Josh Macleod
- Born: Joshua Macleod 26 October 1996 (age 29) Monte Carlo, Monaco
- Height: 188 cm (6 ft 2 in)
- Weight: 104 kg (16 st 5 lb; 229 lb)
- School: Ysgol Bro Gwaun

Rugby union career
- Position: Flanker
- Current team: Scarlets

Senior career
- Years: Team / Apps / (Points)
- 2015–2018: Llanelli RFC / 13 / (15)
- 2016–: Scarlets / 134 / (70)
- Correct as of 20:44, 21 May 2025 (UTC)

International career
- Years: Team / Apps / (Points)
- 2016: Wales U20 / 3 / (0)
- 2022–: Wales / 5 / (0)
- Correct as of 20 November 2022

= Josh Macleod =

Welsh rugby union player

Josh Macleod (born 27 October 1996) is a Welsh rugby union player who plays as a back row forward for the Scarlets. He has been capped for both Wales U20 and Wales.

==Early life==
Macleod was born in Monte Carlo in Monaco as his parents were living and working there at the time. His father had been a fisherman in the Outer Hebrides before moving to Monaco to skipper yachts. When Macleod was five years old, the family moved to the Pembrokeshire village of Dinas Cross, to be near his great-grandparents. Macleod went to Ysgol Bro Gwaun in Fishguard, but the town did not have any age-grade rugby programme at the time, so he had to play further afield. After playing a game for Cardigan at the age of 8, he was invited to play for Crymych RFC, where he stayed until the age of 16.

==Club career==

=== Scarlets ===
Macleod made his debut for the Scarlets Under-16s in the 2012–13 season, followed soon after by the Wales U16 squad. He subsequently played for Crymych RFC.

Macleod made his debut for Llanelli RFC against Pontypridd in September 2015. After making three further appearances that season, scoring two tries in the process, Macleod went on to make his Scarlets debut against Munster.

At the end of the 2018–19 season, Macleod was voted the Scarlets "D Machine" as their best defensive player. The following season, he created 23 turnovers for the Scarlets in the Pro14, winning the competition's Turnover King award for 2019–20.

Macleod was named as the Scarlets' captain for the 2023–24 season, taking over from Jonathan Davies, and retained the role for 2024–25.

At the end of the 2024–25 season, Macleod was named as the Coaches’ Player of the Season.

In 2026, Macleod was chair of the Welsh Rugby Players Association.

== International career ==

=== Wales U20 ===
Macleod represented the Wales U20 team in 2016, making three appearances for the side and featuring in the 2016 Six Nations Under 20s Championship.

=== Wales ===
On 6 October 2020, Macleod was named in the senior Wales squad for the 2020 Autumn Nations Cup.
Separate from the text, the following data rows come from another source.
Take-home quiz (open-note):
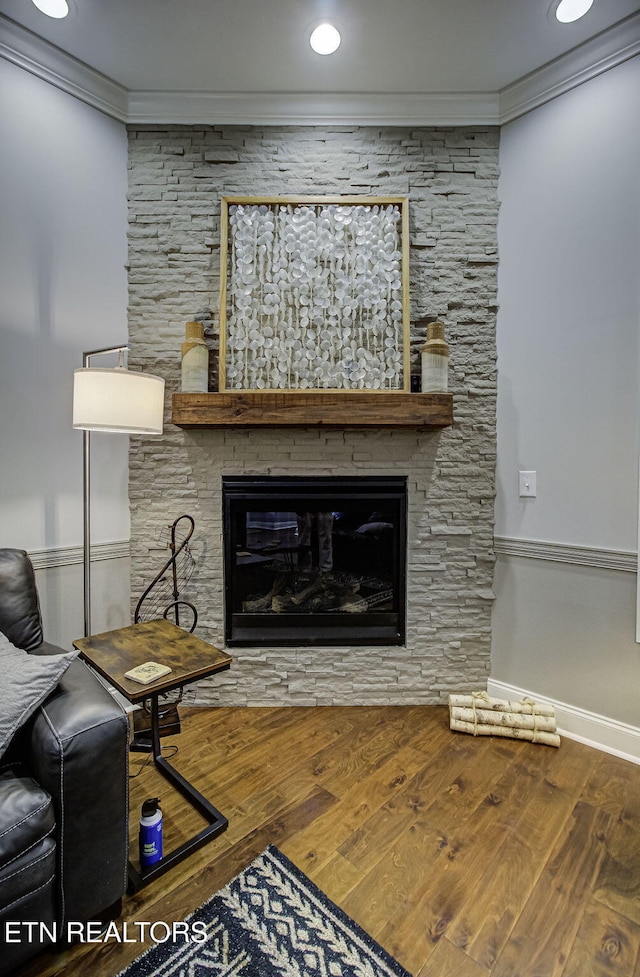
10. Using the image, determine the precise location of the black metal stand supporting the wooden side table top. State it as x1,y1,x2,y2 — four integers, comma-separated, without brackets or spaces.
129,695,229,892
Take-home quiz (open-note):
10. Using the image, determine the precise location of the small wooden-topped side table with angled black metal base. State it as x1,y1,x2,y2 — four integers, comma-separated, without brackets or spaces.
73,618,231,892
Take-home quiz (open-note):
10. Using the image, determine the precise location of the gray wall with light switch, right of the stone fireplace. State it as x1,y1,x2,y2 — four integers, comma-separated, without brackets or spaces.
492,58,640,726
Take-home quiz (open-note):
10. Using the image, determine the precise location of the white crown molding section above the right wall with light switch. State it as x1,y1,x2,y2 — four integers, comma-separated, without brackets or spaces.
500,13,640,125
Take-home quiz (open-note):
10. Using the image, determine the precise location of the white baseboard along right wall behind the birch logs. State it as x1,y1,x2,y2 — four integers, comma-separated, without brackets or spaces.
487,679,640,763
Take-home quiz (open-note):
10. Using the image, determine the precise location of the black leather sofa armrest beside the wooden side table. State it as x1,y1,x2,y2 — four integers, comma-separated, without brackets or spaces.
25,660,129,925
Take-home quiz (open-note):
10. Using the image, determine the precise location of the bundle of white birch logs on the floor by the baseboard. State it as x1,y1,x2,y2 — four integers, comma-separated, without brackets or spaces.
449,692,560,746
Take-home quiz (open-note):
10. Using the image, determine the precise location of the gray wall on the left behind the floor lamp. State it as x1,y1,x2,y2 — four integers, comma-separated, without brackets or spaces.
0,60,129,647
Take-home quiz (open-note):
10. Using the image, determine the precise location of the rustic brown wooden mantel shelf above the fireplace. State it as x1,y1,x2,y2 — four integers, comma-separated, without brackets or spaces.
171,390,453,429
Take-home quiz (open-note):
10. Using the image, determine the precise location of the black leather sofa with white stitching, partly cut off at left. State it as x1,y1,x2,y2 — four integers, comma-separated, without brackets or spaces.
0,549,129,975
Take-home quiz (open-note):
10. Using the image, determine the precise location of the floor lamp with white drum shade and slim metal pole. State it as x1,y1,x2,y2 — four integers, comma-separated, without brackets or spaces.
73,346,164,637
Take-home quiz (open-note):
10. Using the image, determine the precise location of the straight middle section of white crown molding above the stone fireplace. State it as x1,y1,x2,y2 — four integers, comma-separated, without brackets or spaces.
124,91,499,126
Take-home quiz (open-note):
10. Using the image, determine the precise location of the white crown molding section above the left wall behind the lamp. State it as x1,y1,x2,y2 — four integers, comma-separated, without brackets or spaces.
0,14,127,122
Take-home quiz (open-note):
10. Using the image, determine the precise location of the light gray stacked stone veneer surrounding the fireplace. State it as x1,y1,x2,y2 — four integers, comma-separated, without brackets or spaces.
129,126,499,705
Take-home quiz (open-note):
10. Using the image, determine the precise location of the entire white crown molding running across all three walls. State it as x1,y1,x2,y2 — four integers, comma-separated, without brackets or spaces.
0,13,640,126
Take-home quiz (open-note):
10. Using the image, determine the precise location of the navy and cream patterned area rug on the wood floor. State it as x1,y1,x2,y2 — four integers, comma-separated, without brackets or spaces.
118,846,411,977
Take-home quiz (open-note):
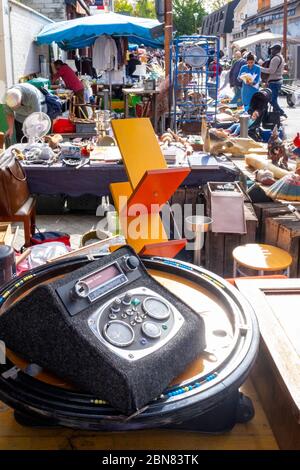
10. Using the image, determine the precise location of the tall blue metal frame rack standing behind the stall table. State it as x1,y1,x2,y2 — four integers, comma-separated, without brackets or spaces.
171,35,220,130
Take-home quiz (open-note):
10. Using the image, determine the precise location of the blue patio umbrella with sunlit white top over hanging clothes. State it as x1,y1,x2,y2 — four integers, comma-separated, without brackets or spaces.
36,12,163,50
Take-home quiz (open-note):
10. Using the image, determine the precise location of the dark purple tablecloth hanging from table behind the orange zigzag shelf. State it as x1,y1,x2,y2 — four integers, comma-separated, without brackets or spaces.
24,164,237,196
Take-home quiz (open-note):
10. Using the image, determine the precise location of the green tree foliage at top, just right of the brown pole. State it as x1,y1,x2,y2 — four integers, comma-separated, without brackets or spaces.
173,0,206,36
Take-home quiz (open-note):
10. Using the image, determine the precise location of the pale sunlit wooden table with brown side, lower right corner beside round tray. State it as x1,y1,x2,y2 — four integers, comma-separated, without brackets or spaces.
236,279,300,450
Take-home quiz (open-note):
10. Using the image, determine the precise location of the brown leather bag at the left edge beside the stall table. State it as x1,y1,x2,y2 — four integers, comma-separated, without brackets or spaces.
0,152,30,216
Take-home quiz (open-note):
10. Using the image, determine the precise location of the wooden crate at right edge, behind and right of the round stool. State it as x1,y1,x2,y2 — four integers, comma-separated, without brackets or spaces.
265,214,300,277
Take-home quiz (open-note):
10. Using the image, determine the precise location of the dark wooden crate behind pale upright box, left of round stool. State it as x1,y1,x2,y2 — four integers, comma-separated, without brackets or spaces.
205,203,258,277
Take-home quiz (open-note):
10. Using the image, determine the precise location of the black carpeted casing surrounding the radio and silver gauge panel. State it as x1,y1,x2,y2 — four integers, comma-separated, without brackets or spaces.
0,247,205,414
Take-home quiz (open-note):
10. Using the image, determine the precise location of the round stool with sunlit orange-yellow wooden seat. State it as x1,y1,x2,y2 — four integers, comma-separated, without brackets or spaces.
232,243,293,277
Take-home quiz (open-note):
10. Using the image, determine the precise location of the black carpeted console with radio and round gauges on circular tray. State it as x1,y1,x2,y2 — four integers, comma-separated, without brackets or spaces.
0,246,206,415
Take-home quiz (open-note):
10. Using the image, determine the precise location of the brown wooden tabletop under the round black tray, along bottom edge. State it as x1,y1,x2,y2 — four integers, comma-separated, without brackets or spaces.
0,380,278,450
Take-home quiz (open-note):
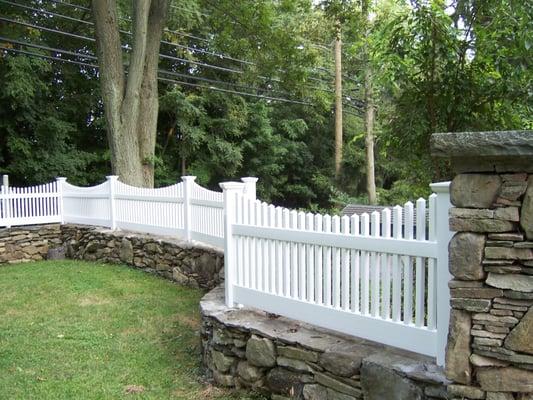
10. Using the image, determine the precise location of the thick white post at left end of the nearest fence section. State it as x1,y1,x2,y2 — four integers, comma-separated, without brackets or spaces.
220,182,245,307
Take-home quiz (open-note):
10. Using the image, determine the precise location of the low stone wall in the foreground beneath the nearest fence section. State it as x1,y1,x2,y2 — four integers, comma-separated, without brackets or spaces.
200,288,448,400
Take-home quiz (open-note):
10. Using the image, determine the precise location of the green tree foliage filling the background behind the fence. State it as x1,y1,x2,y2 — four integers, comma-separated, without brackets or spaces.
0,0,533,210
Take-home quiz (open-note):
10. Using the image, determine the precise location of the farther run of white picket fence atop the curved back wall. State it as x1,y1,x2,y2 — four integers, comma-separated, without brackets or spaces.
0,176,257,247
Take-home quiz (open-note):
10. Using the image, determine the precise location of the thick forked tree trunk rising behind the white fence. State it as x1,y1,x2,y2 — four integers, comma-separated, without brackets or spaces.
92,0,168,187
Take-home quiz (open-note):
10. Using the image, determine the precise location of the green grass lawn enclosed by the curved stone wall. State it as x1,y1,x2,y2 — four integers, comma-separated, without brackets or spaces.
0,261,260,400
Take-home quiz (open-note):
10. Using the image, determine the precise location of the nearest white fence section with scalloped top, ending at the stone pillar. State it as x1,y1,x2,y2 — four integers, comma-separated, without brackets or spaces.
221,183,451,365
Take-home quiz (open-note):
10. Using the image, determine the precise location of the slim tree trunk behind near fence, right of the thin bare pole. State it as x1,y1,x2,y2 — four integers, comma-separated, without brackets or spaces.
361,0,377,204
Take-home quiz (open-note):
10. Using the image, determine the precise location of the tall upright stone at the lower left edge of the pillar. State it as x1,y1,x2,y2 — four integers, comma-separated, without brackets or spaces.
446,309,472,385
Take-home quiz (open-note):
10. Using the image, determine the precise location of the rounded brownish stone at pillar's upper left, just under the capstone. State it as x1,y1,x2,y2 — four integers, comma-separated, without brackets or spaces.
450,174,501,208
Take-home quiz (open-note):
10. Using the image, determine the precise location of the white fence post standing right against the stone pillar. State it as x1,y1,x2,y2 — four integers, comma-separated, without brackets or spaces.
430,182,453,365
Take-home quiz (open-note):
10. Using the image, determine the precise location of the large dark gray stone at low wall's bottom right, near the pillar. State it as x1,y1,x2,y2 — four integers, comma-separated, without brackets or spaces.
361,362,424,400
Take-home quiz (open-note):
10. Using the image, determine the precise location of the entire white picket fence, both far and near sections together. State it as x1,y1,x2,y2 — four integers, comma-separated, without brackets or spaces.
0,176,452,365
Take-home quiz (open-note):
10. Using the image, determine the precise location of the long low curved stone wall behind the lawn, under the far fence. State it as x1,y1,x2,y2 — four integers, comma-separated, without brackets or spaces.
0,224,224,289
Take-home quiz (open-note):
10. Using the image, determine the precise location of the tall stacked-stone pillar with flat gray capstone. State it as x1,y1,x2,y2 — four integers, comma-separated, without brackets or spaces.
431,131,533,400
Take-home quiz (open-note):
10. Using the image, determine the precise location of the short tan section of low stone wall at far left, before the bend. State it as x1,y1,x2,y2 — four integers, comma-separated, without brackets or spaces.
0,225,62,265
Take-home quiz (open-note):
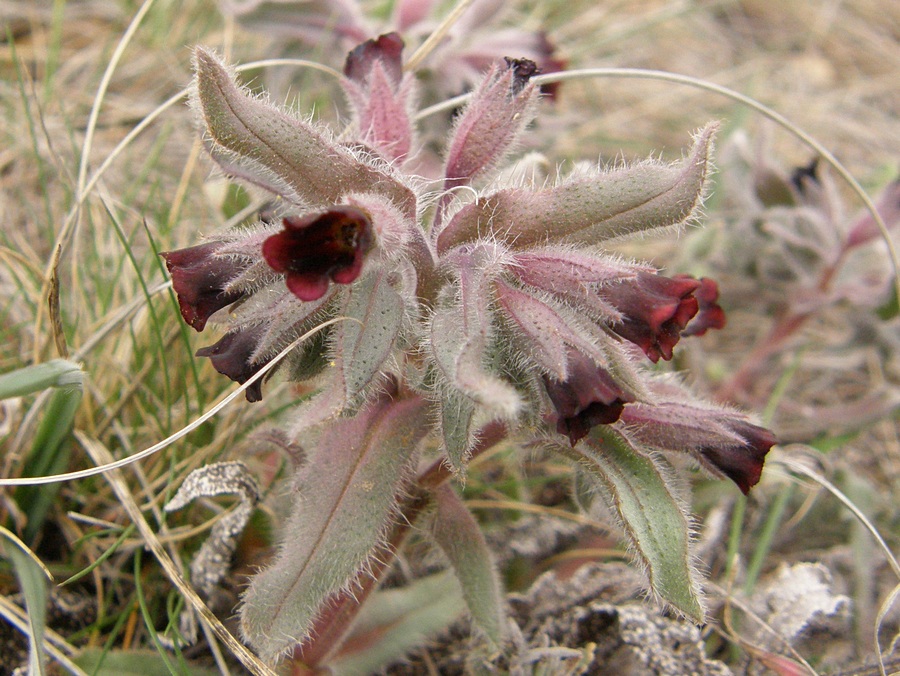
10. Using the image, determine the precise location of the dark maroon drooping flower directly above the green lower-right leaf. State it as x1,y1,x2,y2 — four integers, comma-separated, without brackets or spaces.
544,349,634,446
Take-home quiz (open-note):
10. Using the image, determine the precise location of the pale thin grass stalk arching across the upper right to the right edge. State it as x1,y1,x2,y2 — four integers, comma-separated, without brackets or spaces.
415,68,900,297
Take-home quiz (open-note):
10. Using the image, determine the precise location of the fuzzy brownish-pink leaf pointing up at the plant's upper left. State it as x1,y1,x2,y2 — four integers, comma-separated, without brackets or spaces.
195,48,415,212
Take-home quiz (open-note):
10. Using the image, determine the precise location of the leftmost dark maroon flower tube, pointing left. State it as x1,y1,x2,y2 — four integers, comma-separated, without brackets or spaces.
160,242,244,331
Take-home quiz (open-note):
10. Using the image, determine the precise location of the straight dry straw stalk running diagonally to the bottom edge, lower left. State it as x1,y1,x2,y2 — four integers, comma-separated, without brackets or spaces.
75,434,274,676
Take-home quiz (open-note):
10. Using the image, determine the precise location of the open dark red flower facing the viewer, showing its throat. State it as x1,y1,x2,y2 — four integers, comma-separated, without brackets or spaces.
262,205,373,301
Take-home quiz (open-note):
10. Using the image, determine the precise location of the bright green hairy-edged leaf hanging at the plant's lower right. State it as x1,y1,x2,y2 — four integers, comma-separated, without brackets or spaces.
551,425,704,622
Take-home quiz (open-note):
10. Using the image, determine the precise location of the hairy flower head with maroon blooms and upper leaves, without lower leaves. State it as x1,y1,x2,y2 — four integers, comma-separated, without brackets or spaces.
163,34,775,492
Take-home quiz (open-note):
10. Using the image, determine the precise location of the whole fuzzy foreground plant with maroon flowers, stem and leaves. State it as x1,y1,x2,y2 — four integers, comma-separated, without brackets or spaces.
163,34,775,667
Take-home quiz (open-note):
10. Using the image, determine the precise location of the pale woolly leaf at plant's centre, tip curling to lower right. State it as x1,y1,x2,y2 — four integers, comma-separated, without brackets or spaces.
430,253,521,417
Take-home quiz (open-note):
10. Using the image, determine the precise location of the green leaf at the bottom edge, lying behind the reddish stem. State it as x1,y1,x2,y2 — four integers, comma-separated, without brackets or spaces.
328,573,465,676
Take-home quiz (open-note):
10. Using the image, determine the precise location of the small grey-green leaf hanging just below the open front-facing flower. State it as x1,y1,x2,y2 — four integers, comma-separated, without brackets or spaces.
335,271,404,402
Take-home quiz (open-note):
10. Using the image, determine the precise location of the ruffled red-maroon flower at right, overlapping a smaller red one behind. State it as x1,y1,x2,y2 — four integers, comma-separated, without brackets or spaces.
601,272,704,364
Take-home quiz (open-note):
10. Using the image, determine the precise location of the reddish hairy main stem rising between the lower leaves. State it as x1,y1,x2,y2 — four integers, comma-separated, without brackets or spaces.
292,421,508,676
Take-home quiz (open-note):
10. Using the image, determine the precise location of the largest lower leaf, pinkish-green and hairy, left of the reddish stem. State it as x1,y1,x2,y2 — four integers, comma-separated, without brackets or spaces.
241,394,428,661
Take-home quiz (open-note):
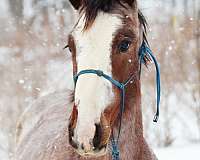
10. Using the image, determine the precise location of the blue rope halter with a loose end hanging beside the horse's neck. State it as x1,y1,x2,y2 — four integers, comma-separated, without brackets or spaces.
74,41,160,160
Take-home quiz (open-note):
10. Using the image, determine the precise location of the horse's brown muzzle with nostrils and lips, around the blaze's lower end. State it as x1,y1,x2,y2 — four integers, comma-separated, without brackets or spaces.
68,110,111,157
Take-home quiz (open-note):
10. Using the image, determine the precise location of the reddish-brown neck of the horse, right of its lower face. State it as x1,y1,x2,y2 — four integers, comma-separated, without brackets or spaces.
115,81,154,160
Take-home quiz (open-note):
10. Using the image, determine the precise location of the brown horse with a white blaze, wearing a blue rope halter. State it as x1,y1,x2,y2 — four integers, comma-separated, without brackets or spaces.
15,0,160,160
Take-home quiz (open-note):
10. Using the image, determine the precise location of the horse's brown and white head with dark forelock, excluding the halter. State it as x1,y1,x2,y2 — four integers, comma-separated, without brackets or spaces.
68,0,144,156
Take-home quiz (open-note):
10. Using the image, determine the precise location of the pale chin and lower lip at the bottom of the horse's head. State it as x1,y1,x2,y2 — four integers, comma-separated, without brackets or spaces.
75,147,107,158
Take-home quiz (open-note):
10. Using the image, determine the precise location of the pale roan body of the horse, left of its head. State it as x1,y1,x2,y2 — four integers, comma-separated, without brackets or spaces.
15,92,112,160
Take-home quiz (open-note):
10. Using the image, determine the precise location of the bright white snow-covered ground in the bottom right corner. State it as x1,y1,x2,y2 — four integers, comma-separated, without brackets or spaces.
154,144,200,160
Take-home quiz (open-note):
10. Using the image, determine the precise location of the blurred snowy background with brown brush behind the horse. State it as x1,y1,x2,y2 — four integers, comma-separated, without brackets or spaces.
0,0,200,160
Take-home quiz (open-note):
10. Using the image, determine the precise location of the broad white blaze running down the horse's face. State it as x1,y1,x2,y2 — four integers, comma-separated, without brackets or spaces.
72,13,122,148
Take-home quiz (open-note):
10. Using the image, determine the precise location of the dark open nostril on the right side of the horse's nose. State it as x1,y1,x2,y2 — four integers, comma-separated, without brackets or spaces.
93,124,102,150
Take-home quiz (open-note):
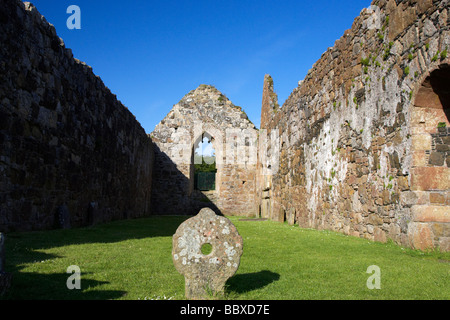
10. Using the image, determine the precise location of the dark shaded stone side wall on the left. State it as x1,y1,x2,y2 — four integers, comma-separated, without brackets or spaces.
0,0,153,231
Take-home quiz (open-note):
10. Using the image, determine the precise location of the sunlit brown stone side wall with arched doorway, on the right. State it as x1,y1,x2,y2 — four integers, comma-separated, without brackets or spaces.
257,0,450,250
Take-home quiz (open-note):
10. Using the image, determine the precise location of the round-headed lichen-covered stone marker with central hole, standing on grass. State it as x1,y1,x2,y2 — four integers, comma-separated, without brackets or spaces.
172,208,243,300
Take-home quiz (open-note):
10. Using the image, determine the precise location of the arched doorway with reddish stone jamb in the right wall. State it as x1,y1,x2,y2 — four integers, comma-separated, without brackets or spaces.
408,64,450,251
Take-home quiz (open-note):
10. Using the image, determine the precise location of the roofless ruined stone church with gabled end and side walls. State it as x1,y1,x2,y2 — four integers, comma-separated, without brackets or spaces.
0,0,450,251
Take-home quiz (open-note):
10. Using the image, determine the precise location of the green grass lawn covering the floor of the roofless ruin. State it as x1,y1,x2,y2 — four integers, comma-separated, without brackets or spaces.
3,217,450,300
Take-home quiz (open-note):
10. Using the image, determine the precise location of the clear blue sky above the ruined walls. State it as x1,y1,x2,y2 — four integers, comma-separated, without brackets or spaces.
33,0,371,133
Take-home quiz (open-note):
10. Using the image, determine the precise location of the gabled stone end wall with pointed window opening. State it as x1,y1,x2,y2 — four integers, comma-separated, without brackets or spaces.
151,85,257,216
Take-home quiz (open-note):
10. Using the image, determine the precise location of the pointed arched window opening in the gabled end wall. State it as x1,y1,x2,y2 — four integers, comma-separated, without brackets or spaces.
194,134,217,191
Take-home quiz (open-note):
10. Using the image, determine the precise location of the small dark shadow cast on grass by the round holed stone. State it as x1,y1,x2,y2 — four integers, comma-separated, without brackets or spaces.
227,270,280,294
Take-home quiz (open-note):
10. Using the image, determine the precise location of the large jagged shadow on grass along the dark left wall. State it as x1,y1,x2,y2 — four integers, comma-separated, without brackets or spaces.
0,216,190,300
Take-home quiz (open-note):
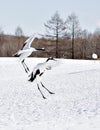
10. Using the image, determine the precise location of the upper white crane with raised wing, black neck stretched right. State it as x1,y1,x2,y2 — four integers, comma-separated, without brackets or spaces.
13,35,45,73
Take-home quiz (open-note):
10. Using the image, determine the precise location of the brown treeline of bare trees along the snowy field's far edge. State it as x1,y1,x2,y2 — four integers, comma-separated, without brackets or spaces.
0,12,100,59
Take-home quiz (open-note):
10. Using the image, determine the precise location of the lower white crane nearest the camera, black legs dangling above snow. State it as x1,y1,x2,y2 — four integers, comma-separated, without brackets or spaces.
28,57,57,99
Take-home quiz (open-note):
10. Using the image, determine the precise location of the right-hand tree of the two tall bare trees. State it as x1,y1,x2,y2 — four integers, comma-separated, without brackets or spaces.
66,13,80,59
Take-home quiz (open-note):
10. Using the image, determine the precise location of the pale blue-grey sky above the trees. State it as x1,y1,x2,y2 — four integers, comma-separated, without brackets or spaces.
0,0,100,36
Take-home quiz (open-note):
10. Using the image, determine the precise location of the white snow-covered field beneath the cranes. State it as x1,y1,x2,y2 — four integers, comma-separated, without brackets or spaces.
0,58,100,130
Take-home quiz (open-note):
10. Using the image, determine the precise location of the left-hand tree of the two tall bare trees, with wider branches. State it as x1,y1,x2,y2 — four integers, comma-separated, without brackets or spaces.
44,12,66,58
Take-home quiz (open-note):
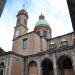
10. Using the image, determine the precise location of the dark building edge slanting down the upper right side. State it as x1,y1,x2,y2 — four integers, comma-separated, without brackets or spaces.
67,0,75,34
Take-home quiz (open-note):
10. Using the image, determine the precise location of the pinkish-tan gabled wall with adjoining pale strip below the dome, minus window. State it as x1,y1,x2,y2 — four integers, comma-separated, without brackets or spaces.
12,32,47,55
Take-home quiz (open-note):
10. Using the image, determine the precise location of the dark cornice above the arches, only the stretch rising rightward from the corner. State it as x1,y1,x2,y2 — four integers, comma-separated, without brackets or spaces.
28,46,75,57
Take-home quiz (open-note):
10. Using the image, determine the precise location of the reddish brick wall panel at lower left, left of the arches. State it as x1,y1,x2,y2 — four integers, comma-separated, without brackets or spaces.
11,57,24,75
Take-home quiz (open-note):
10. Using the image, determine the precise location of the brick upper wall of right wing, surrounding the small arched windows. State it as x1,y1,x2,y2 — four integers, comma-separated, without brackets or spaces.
50,33,74,48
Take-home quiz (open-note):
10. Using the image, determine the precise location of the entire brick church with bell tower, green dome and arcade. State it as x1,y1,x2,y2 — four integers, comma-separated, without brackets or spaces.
0,9,75,75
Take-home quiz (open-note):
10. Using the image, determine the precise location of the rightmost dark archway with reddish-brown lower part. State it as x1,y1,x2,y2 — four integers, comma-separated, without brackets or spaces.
58,56,74,75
Macleod was injured prior to the campaign and did not play.

On 20 January he was named in the senior Wales squad for the 2021 Six Nations campaign. He was named in the Wales team to play Scotland, but was injured in training and unable to make his debut.

Macleod was named in the Wales squad for the 2022 Autumn series.

On 19 November 2022, Macleod made his long-awaited debut, starting at number 8 against Georgia.

Macleod was selected by Wales for the first time in nearly three years, for the 2025 Wales rugby union tour of Japan. He started both tests, as Wales eventually ended their 18-match losing streak.

Macleod was named in the squad for the 2026 Six Nations by Steve Tandy.